JACKSON, Mississippi (AP) — Mississippi education officials are considering as many as seven alternate paths to a high school diploma for students who fail one or more high school exit exams.
The state Board of Education agreed Oct. 18 to seek public comments. The plan has drawn questions because it could allow students to graduate without showing much proficiency in science or U.S. history.
Among alternatives would be scores from the ACT college test; Advanced Placement and International Baccalaureate exams; the test the U.S. military gives to recruits; and two routes aimed at students taking career or technical courses.
Associate State Education Superintendent Jean Massey said many other states have set up additional ways for students to graduate, and she said Mississippi should do the same.
“It’s the right thing to do for kids,” Massey said.
State officials estimate, for example, that more than 10 percent of students who fail a subject area test would be permitted to pass based on their ACT score.
Reports from the Education Commission of the States and the Center on Education Policy show Mississippi would offer more options than most states. With board approval, seniors this year could use the alternatives, state officials say. Students would still have to take all four tests, but if they failed any, the options would be available.
Since 2003, Mississippi public high school students have been required to pass four subject-area tests to graduate — algebra I, English II, biology I and U.S. history. The idea was to make sure students were learning the basics no matter where they attend school.
“That’s exactly what the subject area tests are designed to do, to say you have a certain level of competency, that your diploma means something,” said Nancy Loome, executive director of the Parents Campaign, which lobbies to support education in Mississippi. “We can’t have it both ways.”
The tests now given at the end of courses replaced an older exit exam called the Functional Literacy Exam, which had been given since the 1980s. Last year, 90 percent of Mississippi’s 28,400 seniors passed all four tests on their first try. By the state’s count, 2,807 seniors lacked a passing score on one or more tests.
Not all of those actually failed. Some are transfers from private schools or other states and aren’t required to pass tests for classes they completed elsewhere. Others are special education students who aren’t required to pass the tests.
Some students who didn’t pass the tests wouldn’t have graduated anyway because they didn’t complete all required classes.
Students start taking the tests when they finish the course, sometimes as early as eighth grade for algebra I. Seniors typically get at least four chances at each test. Still, some don’t graduate because they haven’t passed. Last May, the state organized a special last-chance testing at Mississippi State University for students who needed to pass only one of four subjects.
One alternative that national experts said was unusual were options aimed at career technical students. For example, students could take the ACT Work Keys exam, which is used to measure writing and math, but also worker skills such as listening and teamwork. If they earned a silver certificate, the second-lowest of four career-ready levels, they could be eligible to graduate if they also earned an industry certification specified in state rules.
State officials say technical enrollment tends to fall because students often transfer back to their original high school from career-technical centers to complete math and English remediation, and that the alternative standards would avoid that problem.
Like on the Work Keys, some other scores are set at low levels. Students would only have to score a 16 on the corresponding ACT subject area. The top score on an ACT test is 36, and 16 is basically the floor for university admissions in Mississippi.
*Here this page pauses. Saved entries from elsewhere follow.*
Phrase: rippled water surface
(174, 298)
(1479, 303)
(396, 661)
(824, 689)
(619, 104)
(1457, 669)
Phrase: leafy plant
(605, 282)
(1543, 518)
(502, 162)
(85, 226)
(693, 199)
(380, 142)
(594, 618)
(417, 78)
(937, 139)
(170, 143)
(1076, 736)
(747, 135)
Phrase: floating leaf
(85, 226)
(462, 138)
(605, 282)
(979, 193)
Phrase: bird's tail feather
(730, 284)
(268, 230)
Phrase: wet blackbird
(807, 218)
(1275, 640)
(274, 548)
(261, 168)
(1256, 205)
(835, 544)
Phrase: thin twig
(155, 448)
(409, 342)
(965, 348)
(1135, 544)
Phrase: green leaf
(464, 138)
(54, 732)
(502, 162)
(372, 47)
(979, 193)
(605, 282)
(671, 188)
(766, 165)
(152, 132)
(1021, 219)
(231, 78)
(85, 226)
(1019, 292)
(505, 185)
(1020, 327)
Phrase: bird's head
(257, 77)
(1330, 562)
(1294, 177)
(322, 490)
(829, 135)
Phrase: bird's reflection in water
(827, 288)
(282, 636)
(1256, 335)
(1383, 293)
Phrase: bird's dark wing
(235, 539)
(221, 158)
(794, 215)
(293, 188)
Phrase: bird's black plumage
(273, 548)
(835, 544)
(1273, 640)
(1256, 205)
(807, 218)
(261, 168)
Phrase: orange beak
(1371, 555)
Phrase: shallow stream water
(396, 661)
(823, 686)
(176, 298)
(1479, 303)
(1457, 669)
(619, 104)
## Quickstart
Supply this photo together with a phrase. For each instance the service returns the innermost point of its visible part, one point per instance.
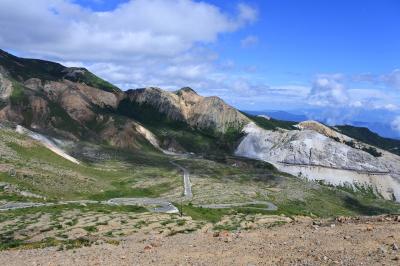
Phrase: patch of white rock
(313, 153)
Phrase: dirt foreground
(344, 241)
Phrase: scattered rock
(148, 248)
(369, 227)
(316, 222)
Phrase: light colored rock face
(186, 105)
(310, 154)
(5, 87)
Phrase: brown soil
(357, 241)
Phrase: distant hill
(280, 115)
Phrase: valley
(84, 164)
On the Advanced Placement exams, students would only have to score a 2 on a 5-point scale, which the AP organization describes as “possibly qualified” for college credit. A student would have to score only a 2 on the International Baccalaureate exams, which that group describes as “poor.”
Another concern is that some alternates may not prove that students know anything about biology or U.S. history. The ACT test would allow students to substitute reading for history. The military recruit test and the ACT Work Keys have little science or history at all.
“So, we are lessening our requirements in science and social studies areas?” state Board of Education member Hal Gage of Vicksburg asked during an Oct. 17 work session of the board.
The push for alternatives comes as other changes are on the horizon. The math and English subject area tests are likely to be tightened as Mississippi adopts Common Core state standards and tests are written by a multistate alliance. Also, students are likely to be administered the ACT college test as part of a new school-grading system. Right now, about 15 percent of seniors graduate without taking the ACT.
JACKSON, Mississippi — Today, Mississippi students must pass tests in algebra, biology, English and U.S. history to graduate from high school. The state Board of Education is considering creating seven alternative options for students who fail one or more of the tests:
— Score 16 or higher on the ACT college test in the corresponding subject area, with reading substituted for U.S. history.
— Earn a C or higher in a credit-bearing college course in the subject area as part of a dual enrollment program between a high school and college.
— Score 2 or higher on an International Baccalaureate exam in the subject area.
— Score 2 or higher on an Advanced Placement exam in the subject area.
— Score 43 or higher on the Armed Services Vocational Aptitude Battery (ASVAB).
— Score 36 or higher on the ASVAB and either earn a passing score on a state vocational test or earn an approved industry certification.
— Earn a silver or higher certificate on the ACT Work Keys and either earn a passing score on a state vocational test or earn an approved industry certification.